Multiple studies have compared the outcomes of early versus late tracheotomy on critically ill patients undergoing mechanical ventilation [2,9-14]. The proper timing of tracheostomy for intubated patients is still under debate. A recent meta-analysis by Battaglini et al. on tracheostomized COVID-19 patients concluded that timing and tracheostomy technique did not affect the outcomes, including mortality and ICU stay [11]. Another study by Blot et al. found no significant difference in mortality, ICU stay, degree of sedation, and complications between early and late tracheostomy among general ICU patients [12].
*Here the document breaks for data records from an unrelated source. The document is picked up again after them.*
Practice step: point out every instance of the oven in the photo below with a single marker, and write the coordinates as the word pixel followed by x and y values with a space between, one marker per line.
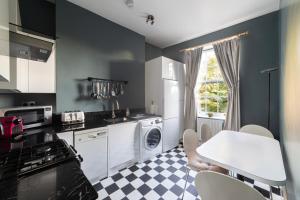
pixel 33 116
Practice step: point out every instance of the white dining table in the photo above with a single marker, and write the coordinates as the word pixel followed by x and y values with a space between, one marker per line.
pixel 252 156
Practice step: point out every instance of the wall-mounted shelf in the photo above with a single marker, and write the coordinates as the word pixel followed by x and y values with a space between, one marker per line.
pixel 107 80
pixel 106 88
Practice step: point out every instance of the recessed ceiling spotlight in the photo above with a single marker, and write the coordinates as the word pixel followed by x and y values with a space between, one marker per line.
pixel 150 19
pixel 129 3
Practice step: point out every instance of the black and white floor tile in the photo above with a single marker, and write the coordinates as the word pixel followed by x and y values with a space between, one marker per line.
pixel 161 178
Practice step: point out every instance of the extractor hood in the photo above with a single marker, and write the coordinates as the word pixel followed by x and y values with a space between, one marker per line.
pixel 24 42
pixel 29 46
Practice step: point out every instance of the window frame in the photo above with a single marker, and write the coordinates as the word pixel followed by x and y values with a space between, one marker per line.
pixel 201 113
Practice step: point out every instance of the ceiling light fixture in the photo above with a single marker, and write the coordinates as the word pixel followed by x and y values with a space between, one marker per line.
pixel 129 3
pixel 150 19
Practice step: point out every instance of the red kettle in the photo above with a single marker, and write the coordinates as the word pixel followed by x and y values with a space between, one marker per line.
pixel 10 126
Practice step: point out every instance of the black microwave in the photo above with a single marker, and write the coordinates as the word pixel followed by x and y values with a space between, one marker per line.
pixel 33 116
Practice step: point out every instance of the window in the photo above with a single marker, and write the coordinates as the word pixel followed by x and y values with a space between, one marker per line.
pixel 211 91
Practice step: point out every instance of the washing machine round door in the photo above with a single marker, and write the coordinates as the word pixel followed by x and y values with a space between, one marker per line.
pixel 153 138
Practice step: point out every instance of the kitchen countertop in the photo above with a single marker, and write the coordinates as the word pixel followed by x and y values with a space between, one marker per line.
pixel 60 182
pixel 95 123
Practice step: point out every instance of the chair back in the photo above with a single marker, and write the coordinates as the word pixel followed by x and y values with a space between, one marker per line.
pixel 212 186
pixel 190 141
pixel 257 130
pixel 206 133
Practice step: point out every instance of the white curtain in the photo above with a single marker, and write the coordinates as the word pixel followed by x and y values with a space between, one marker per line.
pixel 228 56
pixel 192 64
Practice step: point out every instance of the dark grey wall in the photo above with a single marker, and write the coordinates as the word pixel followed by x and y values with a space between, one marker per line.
pixel 259 50
pixel 152 52
pixel 89 45
pixel 17 99
pixel 290 93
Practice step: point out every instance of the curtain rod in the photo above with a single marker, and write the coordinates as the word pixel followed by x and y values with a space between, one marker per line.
pixel 217 41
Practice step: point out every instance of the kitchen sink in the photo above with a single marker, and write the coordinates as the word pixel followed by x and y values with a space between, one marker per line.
pixel 138 116
pixel 116 120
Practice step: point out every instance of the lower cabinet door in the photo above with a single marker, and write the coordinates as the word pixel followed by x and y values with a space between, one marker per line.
pixel 122 142
pixel 92 146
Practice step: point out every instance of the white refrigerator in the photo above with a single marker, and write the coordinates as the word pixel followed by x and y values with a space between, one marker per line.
pixel 171 112
pixel 164 86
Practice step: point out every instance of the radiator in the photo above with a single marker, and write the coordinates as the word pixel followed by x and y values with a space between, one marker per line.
pixel 208 127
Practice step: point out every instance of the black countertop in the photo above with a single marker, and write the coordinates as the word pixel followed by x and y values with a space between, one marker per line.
pixel 59 182
pixel 64 181
pixel 95 122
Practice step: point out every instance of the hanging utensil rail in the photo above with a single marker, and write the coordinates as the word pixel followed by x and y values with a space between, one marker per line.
pixel 107 80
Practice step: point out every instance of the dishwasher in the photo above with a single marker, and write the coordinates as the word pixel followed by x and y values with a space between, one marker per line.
pixel 92 146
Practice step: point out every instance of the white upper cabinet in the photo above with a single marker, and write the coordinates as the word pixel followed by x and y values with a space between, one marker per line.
pixel 27 76
pixel 4 41
pixel 170 69
pixel 41 76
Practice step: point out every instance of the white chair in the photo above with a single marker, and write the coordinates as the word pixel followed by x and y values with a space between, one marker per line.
pixel 190 144
pixel 215 186
pixel 257 130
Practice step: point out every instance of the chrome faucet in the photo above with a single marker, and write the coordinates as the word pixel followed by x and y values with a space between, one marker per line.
pixel 113 114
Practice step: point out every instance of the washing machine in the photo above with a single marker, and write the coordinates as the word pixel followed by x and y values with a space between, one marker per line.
pixel 150 138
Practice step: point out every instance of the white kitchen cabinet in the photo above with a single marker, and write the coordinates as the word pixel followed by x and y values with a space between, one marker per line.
pixel 4 41
pixel 18 76
pixel 123 140
pixel 67 136
pixel 92 146
pixel 27 76
pixel 41 76
pixel 170 69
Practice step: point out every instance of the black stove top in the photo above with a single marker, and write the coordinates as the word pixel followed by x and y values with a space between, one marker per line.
pixel 42 167
pixel 25 161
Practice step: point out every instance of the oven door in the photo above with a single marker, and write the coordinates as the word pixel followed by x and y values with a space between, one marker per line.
pixel 32 117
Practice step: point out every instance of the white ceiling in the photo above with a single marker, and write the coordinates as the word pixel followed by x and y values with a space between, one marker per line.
pixel 178 20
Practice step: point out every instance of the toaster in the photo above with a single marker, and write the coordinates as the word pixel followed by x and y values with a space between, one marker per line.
pixel 10 126
pixel 72 117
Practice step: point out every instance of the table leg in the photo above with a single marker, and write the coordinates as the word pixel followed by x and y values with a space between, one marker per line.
pixel 271 193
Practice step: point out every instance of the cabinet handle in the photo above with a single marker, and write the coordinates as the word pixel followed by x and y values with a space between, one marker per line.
pixel 101 133
pixel 73 148
pixel 92 136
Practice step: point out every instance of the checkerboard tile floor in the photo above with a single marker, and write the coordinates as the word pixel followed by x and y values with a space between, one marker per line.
pixel 161 178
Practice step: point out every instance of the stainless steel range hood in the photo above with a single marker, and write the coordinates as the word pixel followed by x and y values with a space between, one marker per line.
pixel 29 46
pixel 25 43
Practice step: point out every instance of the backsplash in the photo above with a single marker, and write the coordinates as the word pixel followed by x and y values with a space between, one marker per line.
pixel 17 99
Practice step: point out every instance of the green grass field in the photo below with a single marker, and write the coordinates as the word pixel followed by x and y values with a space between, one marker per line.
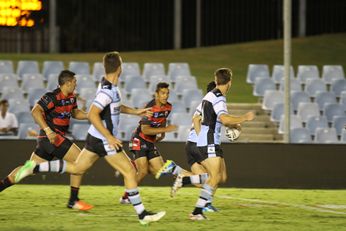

On the other hand, several RCTs, meta-analyses, and observational studies reported a better outcome with early tracheostomy than with late tracheostomy. A recent meta-analysis by Deng et al. found that early tracheostomy in COVID-19 patients can reduce ICU LOS and mechanical ventilation duration [13]. In a meta-analysis by Andriolo et al., seven out of eight RCTs found lower mortality rates for early tracheostomy than for late tracheostomy [2]. An observational study by Livneh et al. concluded that decannulation rates were significantly higher and mortality rates were non-significantly lower in the early tracheostomy group [14]. The optimal time of early tracheostomy is still under investigation. A recent meta-analysis by Chorath et al. found that tracheostomy within seven days of mechanical ventilation (instead of 10 days) is associated with reduced ventilator-associated pneumonia, fewer ICU days, and more ventilator-free days [9]. On the other hand, the TracMan randomized trial indicated no association between tracheostomy within four days of critical care admission and an improvement in 30-day mortality or other important secondary outcomes [15]. Our study adds an important insight into the timing for COVID-19 and non-COVID-19 cases and agrees with the studies favoring early tracheostomies for worthy patients.
Strengths
One of the strengths of this study is its large sample size. In addition, it is one of the few studies examining the impact of the timing of tracheostomy on a population that includes both COVID-19 and non-COVID-19 patients.
Limitations
One of the limitations of this study is that it is a retrospective study performed at a single tertiary center. In addition, the timing of the tracheostomy was decided by the treating intensivist consultant, although standard protocols were followed. Another limitation is the evolution of different management strategies for COVID-19 infection during the pandemic. For example, the recommendation of starting dexamethasone for all patients requiring oxygen support by recovery trial was implemented halfway through the pandemic. The proportion of patients tracheostomized before and after such novel treatment strategies could differ. In addition, the mortality rates for the COVID-19 groups with early and late tracheostomy could have been higher because of the nature of the disease itself.
Conclusions
This study found that early tracheostomy is associated with better outcomes than late tracheostomy in terms of mortality in both COVID-19 and non-COVID-19 groups. In addition, the secondary outcomes of this study also show that when tracheostomy is performed within 10 days of intubation, there are fewer ventilation days and shorter ICU stays for both COVID-19 and non-COVID-19 groups. Hence, early tracheostomy is found to be beneficial regardless of the presence of COVID-19 infection in this study.